In one group 26 students were asked to rate in a questionnaire, on a scale from 1 (agree) to 5 (disagree), their view on the following three statements:
1. The podcast helps break taboos about what characterizes the “ideal student.” To this 50 % said they agreed (1) that the podcast help to break taboos, 38 % partly agreed (2), 4 % said either/or (3), and 8 % partly disagreed (4).
2. The podcast is relevant for new students. To this 92 % agreed (1), and 8 % said they partly agreed (2).
Feedback for further research
The evaluation and feedback from students also gives great inputs to areas that need further exploration in research. For example, a few students have mentioned that they experience a pressure from feeling that they need to live up to an ideal about being social – and social in particular ways. As one student puts it: “Good and relevant (podcast). I miss something about that the answer is not always just to be social. It can be difficult and tiresome in the beginning, even if you normally are quite social. It is important to remember that it will work out and that you are not abnormal just because you don’t participate in all events. There are many who feel they are abnormal or wrong, if they don’t feel like joining everything.”

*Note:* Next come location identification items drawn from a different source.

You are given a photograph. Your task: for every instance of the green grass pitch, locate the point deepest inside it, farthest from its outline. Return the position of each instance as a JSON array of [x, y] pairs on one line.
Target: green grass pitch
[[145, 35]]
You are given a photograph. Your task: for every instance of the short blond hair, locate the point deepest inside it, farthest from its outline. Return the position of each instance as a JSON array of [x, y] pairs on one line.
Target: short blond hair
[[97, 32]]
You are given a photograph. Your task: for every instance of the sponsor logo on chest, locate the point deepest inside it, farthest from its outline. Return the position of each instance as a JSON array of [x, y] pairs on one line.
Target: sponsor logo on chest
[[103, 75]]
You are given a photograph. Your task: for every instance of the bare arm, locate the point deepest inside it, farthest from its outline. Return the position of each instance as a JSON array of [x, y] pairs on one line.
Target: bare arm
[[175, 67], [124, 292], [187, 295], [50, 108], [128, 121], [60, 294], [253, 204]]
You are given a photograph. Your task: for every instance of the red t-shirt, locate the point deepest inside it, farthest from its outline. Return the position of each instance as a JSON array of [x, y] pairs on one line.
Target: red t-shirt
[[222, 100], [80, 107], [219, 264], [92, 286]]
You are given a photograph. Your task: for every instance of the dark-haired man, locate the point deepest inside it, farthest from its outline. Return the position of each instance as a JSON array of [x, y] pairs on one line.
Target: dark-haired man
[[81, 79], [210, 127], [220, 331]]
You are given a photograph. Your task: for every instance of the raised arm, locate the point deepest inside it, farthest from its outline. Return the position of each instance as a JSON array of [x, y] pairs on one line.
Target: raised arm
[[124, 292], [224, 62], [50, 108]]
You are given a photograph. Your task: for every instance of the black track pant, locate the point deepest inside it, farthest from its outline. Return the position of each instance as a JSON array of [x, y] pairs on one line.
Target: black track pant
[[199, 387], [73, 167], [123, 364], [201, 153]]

Overall the feedback thus far tells us that for many students it is helpful to hear that they are not alone in experiencing insecurities and pressure in relation to their study life. That many can recognize it and to feel a sense of relief from knowing that they are not alone in it, is perhaps the most common feedback across all the material. This in turn stresses the need for normalizing these experiences students might have at different times during their studies. Another common feedback is that this kind of information would have been nice to have heard and been exposed to at the beginning of one’s studies. It emphasizes, what Pedersen suspected, that particularly new students might benefit from the podcast and other ways to communicate this kind of information that helps address some stress-related issues upfront and debunk some myths around being a CBS student.